ただ、この写真で見る限り、茎の分けつの量には愕然とした違いが出ている訳でもないことも分かります。
どちらかといえば、右の方が数は少なくとも、一本ごとの太さは太いくらい。
根の長さにも違いは出ませんでしたが、根の量は明らかに左の方が多いですよね。
根の張りがいい方が、養分となる無機物や水をよく吸い上げてくれるので、上部の茎や葉の付きも丈夫になり、おそらく倒伏にも強くなります。
窒素分がおおくて栄養過剰だと、生長初期の葉や茎は勢いがいいが、しだいに脆弱になって病気もつきやすくなるし、根の張りも悪くなります。

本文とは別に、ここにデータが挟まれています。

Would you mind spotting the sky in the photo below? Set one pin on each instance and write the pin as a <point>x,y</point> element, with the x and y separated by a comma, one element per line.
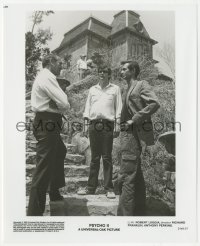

この田んぼにも、その影響が出ているんじゃないかな〜?

話のついでに、僕の借りている田んぼの稲も一株調べてみることにしました。
こちらは、黒米かな。
草を一度しか刈っていない土地なので、周りの草の根が絡みついて少し抜けにくいようでした。
栄養を分配しあいながらも(或いは譲り合い?或いは奪い合い?)、絡み合うことでお互いしっかりと立っていられる強固な状態にあるとも言えるのでしょうか。

しかし、根はそれほど張ってはいませんでした。
やはり、賢治のどこの田んぼにもいえることは、粘土の土が固すぎて、垂直にまっすぐな直根を下ろすことができないため、不安定な状態で身体を維持せざるを得ないということなのでしょうか。
下に向かえない分、周囲に浅く少しでも拡がろうとしています。
稲の生命力はつよいので、ある程度の酷な環境にも適応できるでしょうが、
それではどの辺りが生育の限度なのか、どの程度の逆境はプラスに転ずるのか・・・
そういうことまで見分けられるような眼をもてたら、どんなに喜ばしいことでしょうね。